La tristezza della vedova di Ehsan Jafri, mutilato e bruciato vivo. La sentenza è stata emessa oggi. Oltre agli 11 ergastoli, 12 estremisti indù sono stati condannati a sette anni di reclusione e un altro a 10 anni. Le condanne si riferiscono alla morte di 69 islamici nel complesso residenziale della Gulbard Society di Ahmedabad. Attivisti: “Ci appelleremo contro le condanne minori”.


Ahmedabad (AsiaNews/Agenzie) – I giudici di un tribunale speciale di Ahmedabad hanno emesso questa mattina il verdetto sul massacro della Gulberg Society, avvenuto nel 2002 in Gujarat. Su 24 indù ritenuti colpevoli di uno dei più feroci massacri contro i musulmani mai perpetrati in India, il tribunale ha condannato 11 persone all’ergastolo, 12 a sette anni di reclusione e uno a 10 anni di carcere. Il verdetto è stato aspramente contestato dai parenti delle vittime, che speravano nella condanna al carcere a vita per tutti gli imputati. Zakia Safri, vedova di Ehsan Jafri che all’epoca dei fatti era un esponente di spicco del Congress, ha dichiarato: “Non sono felice. Questa non è giustizia. Continuerò la mia lotta con gli avvocati”.

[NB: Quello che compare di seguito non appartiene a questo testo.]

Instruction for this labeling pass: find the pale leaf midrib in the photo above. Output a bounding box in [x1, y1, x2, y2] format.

Dopo la lettura della sentenza la donna ha implorato: “Vi sembra giustizia questa? Essi [gli indù] hanno ucciso mio marito in modo brutale. Gli hanno strappato i vestiti, lo hanno mutilato e bruciato in mezzo alla strada quando era ancora vivo. Perché questa giustizia selettiva? Dovevano essere condannati tutti all’ergastolo”.

Ehsan Jafri è tra le 69 vittime musulmane di una delle pagine di più buie dell’India democratica. Il 27 febbraio 2002 a Godhra, un gruppo di fedeli indù che viaggiava a bordo del treno Sabarmati Express, venne assaltato da alcuni musulmani. L’attacco fece 59 morti e scatenò la ritorsione dei fondamentalisti indù, che aggredirono il complesso residenziale della Gulbarg Society nella città di Ahmedabad.

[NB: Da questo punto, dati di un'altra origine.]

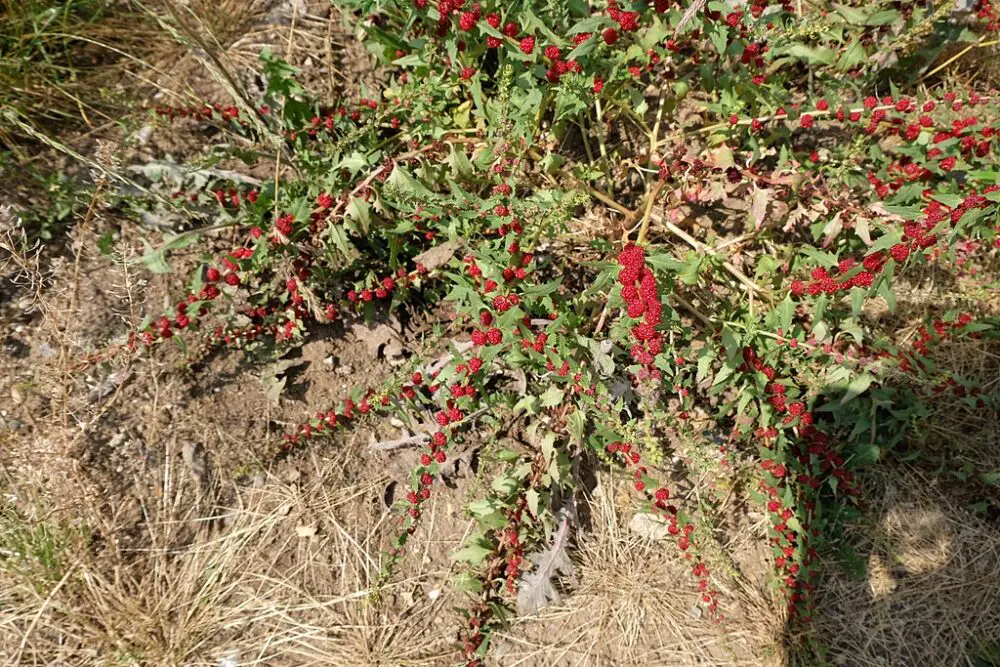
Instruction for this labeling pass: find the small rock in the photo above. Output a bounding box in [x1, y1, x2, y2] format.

Si calcola che nei tre mesi successivi oltre 1000 musulmani siano stati massacrati in diverse città del Gujarat. Dei massacri è sempre stato accusato il premier Narendra Modi, che nel 2002 era chief minister dello Stato. Egli è stato incolpato di aver cospirato negli scontri, di non aver preso alcun provvedimento per fermarli e non aver istituito alcuna indagine. Ma nel 2012 un tribunale lo ha scagionato da ogni accusa, e le critiche sono vive ancora oggi.

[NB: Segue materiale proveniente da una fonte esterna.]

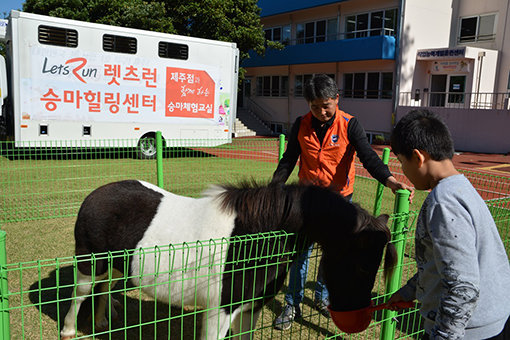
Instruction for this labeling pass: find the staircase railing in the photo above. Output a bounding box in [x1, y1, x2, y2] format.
[245, 97, 276, 131]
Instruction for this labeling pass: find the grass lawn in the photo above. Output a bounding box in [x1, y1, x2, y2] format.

Attivisti e parenti delle vittime avevano già contestato la decisione dei giudici, che hanno assolto 36 imputati per mancanza di prove evidenti. Tra le 12 persone condannate oggi a sette anni di reclusione, vi è anche Atul Vaidhya, leader del gruppo ultranazionalista indù Vhp (Vishwa Hindu Parishad). Teesta Setalvad, attivista, ha affermato: “Ci appelleremo contro la sentenza. Siamo delusi per le condanne minori”.